It took me a long time to think Florida is beautiful.
I thought only the mountains deserved that description, and there aren’t any mountains in the Sunshine State. There are barely any hills. Sometimes, during the ten years that we lived on the Gulf coast, my husband and I would drive an hour to the Sunshine Skyway Bridge in Tampa for a little elevation. I just couldn’t figure out why God made Florida flat.
But now I see there are many kinds of beauty. We took a drive today in the early morning, deep into the heart of this tropical state. A heavy mist hung over verdant green pastures where the stark white of egret wings waved a friendly ‘good morning’. Cows grazed beneath groomed oak trees draped in Spanish Moss, and we made eye contact with a family of deer who paused mid-munch to watch us drive past. Serenity drew our eyes into the distance, following winding creeks back to a palm-lined horizon. All along the way, life teemed above and around us in this Southern version of ‘where the wild things are’.
Why did it take me so long to realize that I love this state? That my heart is at home by a salt water bay? That a walk on the beach after dark is almost better than chocolate? Maybe I was afraid of being unfaithful to the heights which always feed my soul.
I know I’m not the only one who struggles with landscape loyalty. There are, of course, just as many people who can’t imagine why anyone in their right mind would choose to live in a Sonoran desert. Sometimes I am one of those people, even though that’s where my zip code resides.
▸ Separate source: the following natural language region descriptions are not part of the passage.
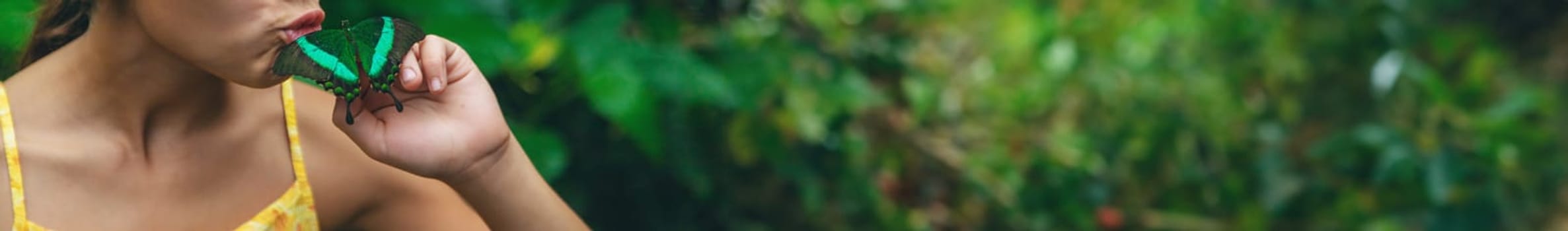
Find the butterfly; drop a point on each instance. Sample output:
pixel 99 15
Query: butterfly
pixel 342 62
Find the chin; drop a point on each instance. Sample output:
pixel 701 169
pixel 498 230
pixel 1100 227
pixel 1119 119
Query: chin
pixel 264 81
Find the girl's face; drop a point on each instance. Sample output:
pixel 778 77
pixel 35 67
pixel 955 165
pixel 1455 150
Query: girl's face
pixel 234 40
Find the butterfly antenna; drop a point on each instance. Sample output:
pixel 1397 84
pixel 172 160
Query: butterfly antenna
pixel 396 101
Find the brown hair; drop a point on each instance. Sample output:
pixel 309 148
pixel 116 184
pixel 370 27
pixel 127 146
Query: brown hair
pixel 58 22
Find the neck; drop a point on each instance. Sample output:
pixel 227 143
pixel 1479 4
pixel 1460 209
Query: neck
pixel 116 77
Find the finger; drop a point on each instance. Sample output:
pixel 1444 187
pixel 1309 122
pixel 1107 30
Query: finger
pixel 459 63
pixel 366 125
pixel 433 63
pixel 410 71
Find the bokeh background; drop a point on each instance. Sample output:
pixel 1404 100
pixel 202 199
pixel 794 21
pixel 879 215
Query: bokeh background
pixel 1022 114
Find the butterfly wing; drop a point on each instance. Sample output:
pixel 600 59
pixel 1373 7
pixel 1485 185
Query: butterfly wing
pixel 322 59
pixel 383 42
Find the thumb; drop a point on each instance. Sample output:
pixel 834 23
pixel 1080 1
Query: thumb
pixel 366 128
Mostly, though, that’s only each June 28th, when I haven’t seen rain in five months and even my bougainvillea is throwing in the towel.
Why is it so hard to think everything created by God is beautiful, including people? What makes some prefer blondes to the exclusion of every other hair color? Why is it hard to be kind to the elderly while we lavishly smile at youth? What is it about extra weight on a woman that causes us to harshly condemn?
I realized once that all physical beauty is about three days from disintegration—from cut flowers to corpses. I can’t even make my foundation last a couple of hours before it begins to melt off my face. How futile to believe that true beauty is what I can maintain perfectly on the outside. Gravity, time and hardship are devastating allies.
There must be something more.
There is your heart. And there’s where you’ll find the real beauty of every woman. In her tender caring or outrageous laughter, as she listens intently or speaks from her passion, in the touch of her hand and her touch in her home, she offers a fragrance of loveliness.
How rich is the one who breathes it in deeply—with eyes tightly closed.